Vanderlei Luxemburgo criticou com veemência a decisão de Carlo Ancelotti de “fazer testes” no amistoso Brasil x Egito antes da Copa do Mundo, enquanto Ancelotti defende usar o último jogo para experimentar alternativas — citando Lucas Paquetá e Igor Thiago — e manter Neymar no planejamento da seleção.
Luxemburgo ataca testes pré-Copa; Ancelotti insiste em avaliações finais
Vanderlei Luxemburgo afirmou que realizar testes na véspera da Copa do Mundo é “algo errado” e defendeu um time-base para a seleção brasileira. Para o ex-técnico, a prioridade agora deveria ser entrosamento e conjunto, não experimentos táticos ou mudanças frequentes.
A crítica de Luxemburgo
Luxemburgo questionou a necessidade de testar jogadores às vésperas do torneio, lembrando que a campanha nas eliminatórias não justificaria trocas por curiosidade tática. Seu argumento toca em dois pontos: a busca por estabilidade e a resistência histórica a comandos estrangeiros à frente da seleção.

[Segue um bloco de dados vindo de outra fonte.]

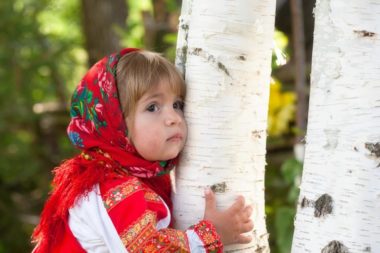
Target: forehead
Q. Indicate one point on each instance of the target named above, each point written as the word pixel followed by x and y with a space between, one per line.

Ancelotti: último amistoso é para encontrar opções
Carlo Ancelotti justificou a opção pelo amistoso contra o Egito como a última oportunidade prática para avaliar alternativas ao núcleo titular. Ele deixou claro que quer testar Lucas Paquetá e Igor Thiago para ver como se encaixam, especialmente diante das características diferentes que Paquetá oferece no meio-campo.

Escalação e gestão de minutos
Ancelotti confirmou Douglas Santos, Lucas Paquetá e Igor Thiago entre os nomes certos para o confronto e confirmou a ausência de Gabriel Magalhães. O técnico também disse que fará múltiplas mudanças durante a partida — aproveitando as substituições permitidas em amistosos — e que dará mais minutos a jogadores que retornam de lesão, como Raphinha e Bruno Guimarães.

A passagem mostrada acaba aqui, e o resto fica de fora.